Weekly Roundup

Mike Kelley and Michael Smith. "A Voyage of Growth and Discovery." Installation view: Sculpture Center, Long Island, New York, 2009.

Mike Kelley and Michael Smith. "A Voyage of Growth and Discovery." Installation view: Sculpture Center, Long Island, New York, 2009.

In this week’s roundup Mike Kelly navigates the Burning Man, Mark Dion reimagines the humanities, Krzysztof Wodiczko interviews anonymous war veterans, and more.

  • Mike Kelley and longtime friend Michael Smith collaborated on A Voyage of Growth and Discovery at the BALTIC Centre for Contemporary Art (Gateshead Quays, UK).  The installation features “man-child Baby IKKI,” a character developed by Smith who navigates the infamous Burning Man festival in the Nevada desert. IKKI negotiates the primal elements of fire, water, earth and wind.
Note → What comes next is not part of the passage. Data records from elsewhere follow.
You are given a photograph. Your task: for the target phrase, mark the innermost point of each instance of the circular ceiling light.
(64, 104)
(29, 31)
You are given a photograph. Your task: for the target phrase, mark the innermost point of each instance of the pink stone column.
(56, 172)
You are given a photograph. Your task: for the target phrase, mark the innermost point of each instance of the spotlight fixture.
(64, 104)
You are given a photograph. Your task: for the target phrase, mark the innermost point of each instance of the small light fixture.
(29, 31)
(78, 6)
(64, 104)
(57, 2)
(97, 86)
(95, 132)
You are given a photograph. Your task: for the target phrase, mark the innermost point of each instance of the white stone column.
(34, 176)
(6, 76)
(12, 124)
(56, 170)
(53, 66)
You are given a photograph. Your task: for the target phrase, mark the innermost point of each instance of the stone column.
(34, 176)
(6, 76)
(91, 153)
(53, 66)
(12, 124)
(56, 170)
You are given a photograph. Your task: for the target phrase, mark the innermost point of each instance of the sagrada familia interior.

A six-channel video installation replaying IKKI’s “voyage” is enveloped by a fantasy environment evoking that of the festival. This work is on view through January 15.
  • Mark Dion has a new site-specific installation at the University of Michigan Institute for the Humanities (Ann Arbor).  For Waiting for the Extraordinary Dion took Michigan Chief Justice Augustus Woodward’s 1817 categories for human knowledge and invented 13 visual symbols crafted through the U-M Duderstadt Center’s high-tech three-dimensional rapid imaging technology laboratory to illustrate each category.  This exhibition will continue through November 5.
  • Ann Hamilton was one of ten artists selected to receive an Anonymous Was A Woman grant on October 17. The “no strings” grant of $25,000 enables women over the age of 45 to continue to grow and pursue their work. The awards are synonymous with important recognition in artists’ personal and artistic development.  The grant’s name refers to a line in Virginia Wolf’s A Room of One’s Own. As the name implies, the nominators and those associated with the program are unnamed.
  • Alfredo Jaar will be featured in Oregon College of Art and Craft’s (OCAC) inaugural lecture series, Connection: Intersecting Tradition and Innovation.  His lecture, “It is Difficult,” provides a framework for considering the complexity of current social and cultural issues around the world.  The Alfredo Jaar Connection lecture takes place on November 14 from 7:00–8:30pm at Blue Sky Gallery in Portland. The event is free and open to the public.
  • Bruce Nauman, Paul McCarthy, John Baldesssari, William Wegman and several other artists have work on view in State of Mind: New California Art 1970, the current show at the Orange County Museum of Art (Newport Beach). The exhibition includes Nauman’s never before exhibited Yellow Room, McCarthy’s May 1, 1971, and Baldessari’s California Map Piece.  For the latter piece the artist drove the length of the state to carve letters forming the word California into the actual environment to replicate what was pictured on a map.  The show closes January 22.
  • Krzysztof Wodiczko has a new show called The Abolition of War at the Work Gallery (London). The two projects featured in this exhibition, The Flame and War Veteran Vehicle, bring into focus the post-traumatic condition experienced by returning soldiers from Iraq and Afghanistan. Both projects are based on a set of interviews conducted by the artist with anonymous war veterans and their families, which reveal the difficulties of re-integration and the impossibility of re-connecting with their previous lives.  This show is on view until January 14.
  • Cai Guo-Qiang was commissioned to create monumental gunpowder drawings by Mathaf: Arab Museum of Modern Art in Ad Doha, Qatar for a solo exhibition opening in December.  Guo-Qiang is collaborating with local volunteers to produce a series of drawings rendered by igniting gunpowder.  The entire process is open for public viewing from October 22 – October 26 at Al Riwaq, the special exhibitions hall located next to the Museum of Islamic Art.